Alessandro inclina la tête, un signe de renvoi silencieux. Bella se leva, ses jambes vacillantes sous elle. Elle se dirigea vers la porte, le dos droit, chaque pas volontaire. Elle ne leur laisserait pas voir à quel point elle était ébranlée.

Alors qu’elle tendait la main vers la poignée, la voix de Dante l’arrêta. "Bella."

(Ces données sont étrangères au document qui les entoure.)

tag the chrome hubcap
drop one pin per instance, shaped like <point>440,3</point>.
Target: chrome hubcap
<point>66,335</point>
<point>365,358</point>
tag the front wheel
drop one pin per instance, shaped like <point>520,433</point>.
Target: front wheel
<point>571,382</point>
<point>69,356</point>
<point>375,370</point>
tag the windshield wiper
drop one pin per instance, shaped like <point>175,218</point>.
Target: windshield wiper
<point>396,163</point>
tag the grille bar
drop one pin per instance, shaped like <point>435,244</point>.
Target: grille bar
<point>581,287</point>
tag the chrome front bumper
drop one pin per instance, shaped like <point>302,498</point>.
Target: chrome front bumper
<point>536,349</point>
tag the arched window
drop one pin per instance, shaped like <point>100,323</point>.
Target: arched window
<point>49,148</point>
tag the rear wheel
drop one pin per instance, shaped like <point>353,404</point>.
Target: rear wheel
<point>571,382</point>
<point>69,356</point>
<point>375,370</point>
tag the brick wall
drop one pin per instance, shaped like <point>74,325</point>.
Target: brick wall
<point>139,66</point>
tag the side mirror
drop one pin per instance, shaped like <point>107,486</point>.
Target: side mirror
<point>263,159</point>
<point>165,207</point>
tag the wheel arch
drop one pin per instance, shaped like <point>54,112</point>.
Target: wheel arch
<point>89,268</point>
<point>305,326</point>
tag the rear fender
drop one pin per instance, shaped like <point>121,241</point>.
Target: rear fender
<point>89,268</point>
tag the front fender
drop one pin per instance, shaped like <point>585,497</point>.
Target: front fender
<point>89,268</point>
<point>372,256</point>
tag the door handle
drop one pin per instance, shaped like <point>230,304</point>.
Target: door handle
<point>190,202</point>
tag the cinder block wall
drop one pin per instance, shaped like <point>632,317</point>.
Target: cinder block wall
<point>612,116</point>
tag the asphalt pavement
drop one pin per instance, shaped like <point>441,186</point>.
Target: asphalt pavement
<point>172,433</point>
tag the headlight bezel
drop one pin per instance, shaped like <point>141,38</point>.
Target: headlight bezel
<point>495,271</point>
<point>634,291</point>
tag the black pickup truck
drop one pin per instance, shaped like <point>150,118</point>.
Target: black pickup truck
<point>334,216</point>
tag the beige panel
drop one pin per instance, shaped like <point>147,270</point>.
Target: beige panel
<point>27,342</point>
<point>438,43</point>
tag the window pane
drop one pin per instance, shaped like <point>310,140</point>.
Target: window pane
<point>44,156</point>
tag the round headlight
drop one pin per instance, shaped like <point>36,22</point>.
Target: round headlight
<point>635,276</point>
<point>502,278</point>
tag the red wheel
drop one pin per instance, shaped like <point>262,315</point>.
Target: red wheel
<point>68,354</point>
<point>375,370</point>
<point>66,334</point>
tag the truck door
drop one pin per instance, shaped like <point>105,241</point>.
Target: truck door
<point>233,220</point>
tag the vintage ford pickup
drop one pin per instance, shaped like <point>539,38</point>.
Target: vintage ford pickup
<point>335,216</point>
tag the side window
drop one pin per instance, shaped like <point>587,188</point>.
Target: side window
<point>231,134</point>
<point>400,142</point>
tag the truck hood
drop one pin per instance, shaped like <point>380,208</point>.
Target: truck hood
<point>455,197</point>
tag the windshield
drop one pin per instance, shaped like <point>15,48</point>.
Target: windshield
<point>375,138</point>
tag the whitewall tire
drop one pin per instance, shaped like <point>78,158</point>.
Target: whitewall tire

Elle s’arrêta, jetant un coup d’œil par-dessus son épaule. Son regard se verrouilla sur le sien, perçant et inflexible.

"Tu découvriras que ce monde est impitoyable. Apprends vite, ou tu ne survivras pas."

L’avertissement fit courir un frisson glacé le long de sa colonne vertébrale, mais elle refusa de tressaillir. Ses lèvres se courbèrent en un sourire léger et défiant. "J’ai survécu à pire."

Sans attendre de réponse, elle ouvrit la porte et sortit, le poids de sa décision pesant sur ses épaules comme une tempête insurmontable. Derrière elle, les voix de son père et de son futur mari s’évanouirent au loin, leurs mots noyés par le battement constant de sa propre détermination.

Bella Moretti n’était pas un pion. Elle était une force en attente d’être déchaînée.